Developments in large electrode systems, advanced transformer technology, and new furnace construction principles have made it possible to design large-capacity rectangular SAFs with dimensions reaching up to 36 meters in length and 17 meters in width. From a technical perspective, even larger units are possible, but their economic feasibility must be carefully examined.
SAFs including submerged arc furnace for ferrochrome production offer efficient temperature control, precise alloying, and high recovery rates. They are energy-efficient due to the heat generated from the electric arc within the charge. Their ability to accommodate a wide range of raw materials and produce consistent high-quality alloys makes them valuable.
AC SAFs are the most common, using alternating current for operation. DC SAFs use direct current, often offering advantages in specific applications like titanium iron ore production. AC furnaces dominate but DC SAFs are gaining traction in niche areas.

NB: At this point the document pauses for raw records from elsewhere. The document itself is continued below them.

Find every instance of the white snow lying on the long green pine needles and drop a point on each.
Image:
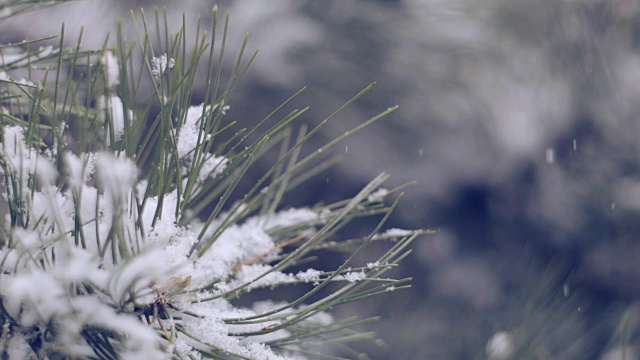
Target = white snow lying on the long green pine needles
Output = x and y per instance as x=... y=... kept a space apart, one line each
x=91 y=227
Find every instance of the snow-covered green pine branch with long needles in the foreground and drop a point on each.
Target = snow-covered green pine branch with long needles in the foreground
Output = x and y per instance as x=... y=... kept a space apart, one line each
x=130 y=246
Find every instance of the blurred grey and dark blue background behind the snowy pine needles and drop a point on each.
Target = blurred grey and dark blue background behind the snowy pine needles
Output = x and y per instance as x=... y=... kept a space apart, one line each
x=519 y=121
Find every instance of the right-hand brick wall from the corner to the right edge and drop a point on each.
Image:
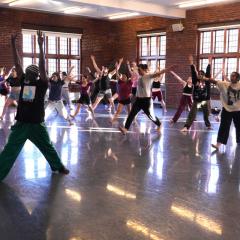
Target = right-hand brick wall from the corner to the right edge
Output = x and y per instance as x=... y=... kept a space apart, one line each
x=179 y=44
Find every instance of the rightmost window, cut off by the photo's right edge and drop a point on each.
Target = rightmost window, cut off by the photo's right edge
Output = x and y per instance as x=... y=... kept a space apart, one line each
x=222 y=45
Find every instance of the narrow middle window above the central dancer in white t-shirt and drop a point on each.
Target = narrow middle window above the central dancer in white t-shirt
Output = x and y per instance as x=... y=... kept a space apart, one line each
x=152 y=50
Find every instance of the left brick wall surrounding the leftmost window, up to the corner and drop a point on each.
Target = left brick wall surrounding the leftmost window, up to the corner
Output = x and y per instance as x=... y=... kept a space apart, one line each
x=97 y=37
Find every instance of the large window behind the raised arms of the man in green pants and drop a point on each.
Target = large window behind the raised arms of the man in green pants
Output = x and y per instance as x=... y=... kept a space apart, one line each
x=61 y=50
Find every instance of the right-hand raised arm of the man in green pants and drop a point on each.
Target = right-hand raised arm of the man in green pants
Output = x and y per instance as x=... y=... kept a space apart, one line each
x=42 y=68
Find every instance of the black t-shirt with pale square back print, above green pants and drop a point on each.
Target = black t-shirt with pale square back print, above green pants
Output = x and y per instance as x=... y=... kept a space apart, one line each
x=31 y=101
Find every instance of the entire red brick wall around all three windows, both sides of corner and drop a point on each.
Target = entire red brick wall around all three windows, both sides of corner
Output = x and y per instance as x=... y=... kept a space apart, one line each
x=111 y=40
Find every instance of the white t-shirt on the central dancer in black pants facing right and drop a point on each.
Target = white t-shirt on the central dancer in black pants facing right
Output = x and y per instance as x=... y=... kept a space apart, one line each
x=144 y=86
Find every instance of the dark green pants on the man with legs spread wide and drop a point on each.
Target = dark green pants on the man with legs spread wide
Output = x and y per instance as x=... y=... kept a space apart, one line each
x=37 y=134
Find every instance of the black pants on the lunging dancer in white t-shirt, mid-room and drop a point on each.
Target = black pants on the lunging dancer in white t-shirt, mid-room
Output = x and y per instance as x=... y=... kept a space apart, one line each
x=141 y=104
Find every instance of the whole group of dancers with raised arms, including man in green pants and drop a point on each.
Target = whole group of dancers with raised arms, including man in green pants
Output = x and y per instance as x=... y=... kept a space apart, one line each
x=135 y=89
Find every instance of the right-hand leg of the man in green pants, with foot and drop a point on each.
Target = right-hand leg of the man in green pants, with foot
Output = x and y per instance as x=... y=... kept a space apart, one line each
x=42 y=141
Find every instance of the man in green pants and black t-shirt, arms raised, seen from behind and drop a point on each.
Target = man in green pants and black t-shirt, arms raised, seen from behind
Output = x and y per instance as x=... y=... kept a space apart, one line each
x=30 y=115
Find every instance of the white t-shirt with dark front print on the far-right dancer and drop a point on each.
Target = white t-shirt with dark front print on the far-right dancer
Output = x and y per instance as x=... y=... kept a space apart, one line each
x=229 y=95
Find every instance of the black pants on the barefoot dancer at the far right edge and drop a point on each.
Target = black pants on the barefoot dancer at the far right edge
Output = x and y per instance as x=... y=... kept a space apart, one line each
x=224 y=129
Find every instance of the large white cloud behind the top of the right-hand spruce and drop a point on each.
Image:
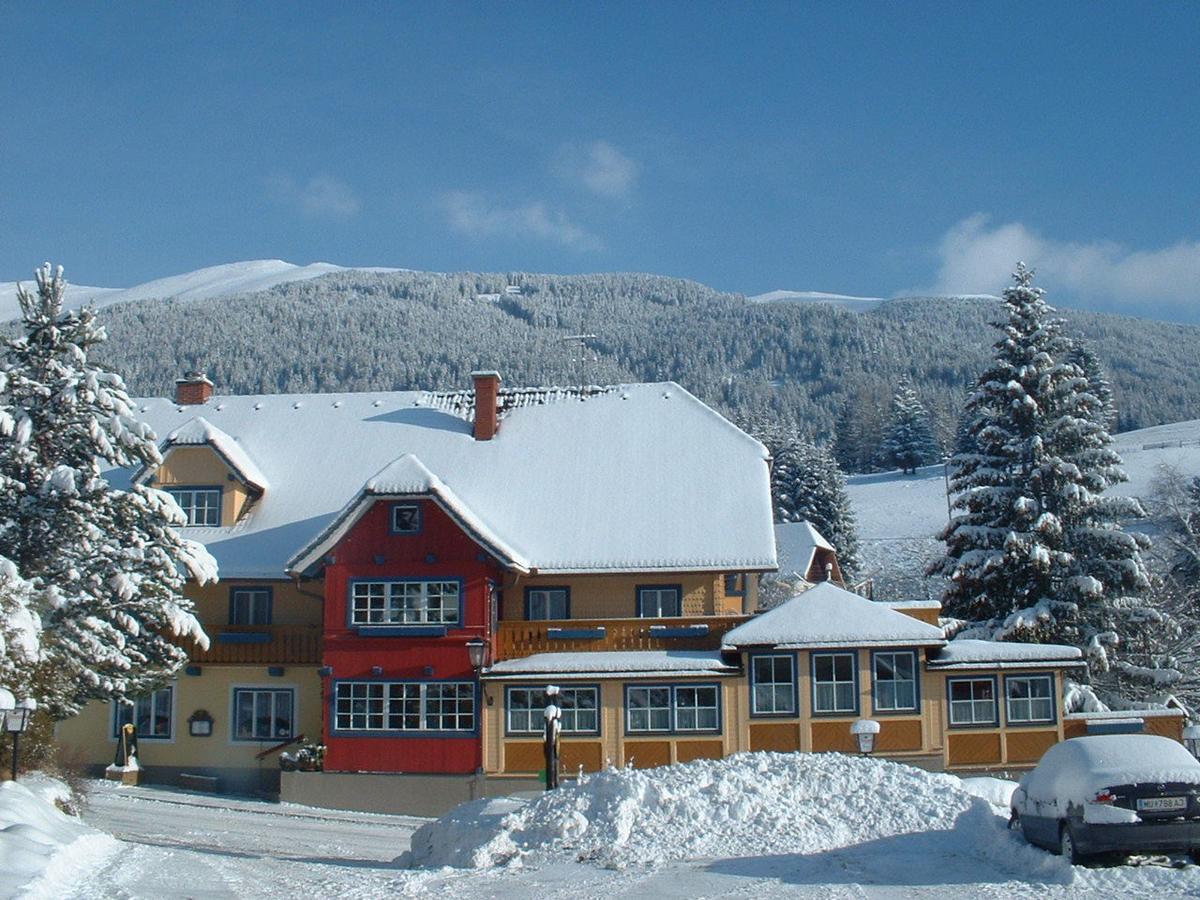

Temperature control is achieved through precise electrode placement and electrical power adjustments. This enables consistent alloy composition and quality throughout the production process.
Yes, advancements in electrode systems, transformer technology, and furnace construction have enabled the design of large-capacity SAFs, allowing for efficient large-scale production of alloys.
CHNZBTECH, one of the professional steel furnace manufacturers in China, believes that continued advancements in automation, energy efficiency, and process optimization are expected, along with a potential shift toward even more environmentally friendly practices in alloy production.